An interview with Kelly Loches, a transwoman who made her transition at 50-years-old.
Why did I choose to start living as a woman at 50? I get that question all the time. The simple answer was “it’s time to be the me I always wanted to be”. I just didn’t want to live unhappily anymore. It was never a question for me of being embarrassed or ashamed of wanting to live as woman. I never will understand why it is so taboo that a man would want to be a woman.
My story really is very typical for someone who lived through the 70s and 80s. I saw gay kids attacked verbally and physically. There was no way I was going to discuss my feelings about wanting to be female when I was young. Not because I felt bad about wanting to be female, it was more about protecting yourself and even with a more accepting society today it is still dangerous 40 years later to be transgender.

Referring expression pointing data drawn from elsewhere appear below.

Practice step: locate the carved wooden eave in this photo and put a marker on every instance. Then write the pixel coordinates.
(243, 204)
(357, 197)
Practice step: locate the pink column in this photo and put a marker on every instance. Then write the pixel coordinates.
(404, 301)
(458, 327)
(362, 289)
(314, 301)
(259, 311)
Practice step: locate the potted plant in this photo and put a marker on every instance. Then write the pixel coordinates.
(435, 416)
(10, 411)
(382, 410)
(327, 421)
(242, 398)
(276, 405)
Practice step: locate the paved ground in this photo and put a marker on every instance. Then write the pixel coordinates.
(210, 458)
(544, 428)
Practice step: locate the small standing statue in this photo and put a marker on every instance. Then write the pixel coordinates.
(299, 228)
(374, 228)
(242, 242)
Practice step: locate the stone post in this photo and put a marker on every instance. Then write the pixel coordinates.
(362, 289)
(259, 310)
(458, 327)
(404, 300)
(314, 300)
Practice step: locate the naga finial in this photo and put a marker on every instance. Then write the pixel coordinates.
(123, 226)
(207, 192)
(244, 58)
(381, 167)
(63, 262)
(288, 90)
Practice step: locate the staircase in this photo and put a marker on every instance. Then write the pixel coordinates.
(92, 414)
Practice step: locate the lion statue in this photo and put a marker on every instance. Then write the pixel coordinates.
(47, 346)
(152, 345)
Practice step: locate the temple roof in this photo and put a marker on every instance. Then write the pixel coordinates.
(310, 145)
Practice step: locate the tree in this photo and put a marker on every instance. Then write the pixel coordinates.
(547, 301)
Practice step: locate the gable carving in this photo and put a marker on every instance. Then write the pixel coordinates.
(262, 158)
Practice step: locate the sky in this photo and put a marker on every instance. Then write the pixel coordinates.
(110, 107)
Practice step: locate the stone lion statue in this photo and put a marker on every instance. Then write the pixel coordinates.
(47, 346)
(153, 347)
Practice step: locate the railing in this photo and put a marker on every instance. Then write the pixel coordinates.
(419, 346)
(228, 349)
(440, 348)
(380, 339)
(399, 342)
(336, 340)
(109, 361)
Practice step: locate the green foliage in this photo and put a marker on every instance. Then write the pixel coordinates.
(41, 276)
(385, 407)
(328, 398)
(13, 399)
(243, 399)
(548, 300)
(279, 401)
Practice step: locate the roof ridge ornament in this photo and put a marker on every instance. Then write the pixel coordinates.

My waiting til 50 was about me taking care of my parental duties. I felt that it would be problematic for my children if they dealt with my transition when they were younger. I am not saying that my decision process was exactly the way it should have been throughout my life but each of us has reasons for what we do and I accept my decisions. There are people who would and do judge me for a wide range of issues. I can’t control that and I focus on being positive in the future.
I choose to live in the light and I’m open about myself. I love the emotional freedom I can express as a woman. I smile a lot more. (I do love the clothes, the makeup and the shoes!) I love the rituals of my mornings now. I just love being me. Before I started this transition there was a question I had to answer my whole life. It actually annoyed me a lot. It has to do with my name. My whole life people would say to me “your name is Kelly? Isn’t that a girls name?” The answer for me now is “yes it is”.
I do get a lot of private messages from Trans, cross-dressers, gender fluid and whatever people decide to categorize themselves as on Instagram. The younger people usually send me messages about my appearance which is nice, we all want to be Audrey Hepburn honey!
The messages from a lot of the people my age or a little younger are ones about self-shame, loathing, fear and that the only way they can express their female selves is anonymously on social media. They love how shameless I am. I always say it has nothing to do with being shameless. It has everything to do with the fact that there is nothing wrong with wanting to be a woman. They get it and say that they could never actually do what I did for a number of reasons. I don’t judge. We all have our own journey.
When I was asked to write about myself I was going to write about my childhood, and examples of all the issues transgender people had back when I was young. I decided not to go there. Those stories have been told before. And they are brutal and mean.
I want people to understand that there isn’t anything wrong with being transgender. I want people to understand that one can be happy and content and not damaged because of the decision to live as the gender you believe that you are.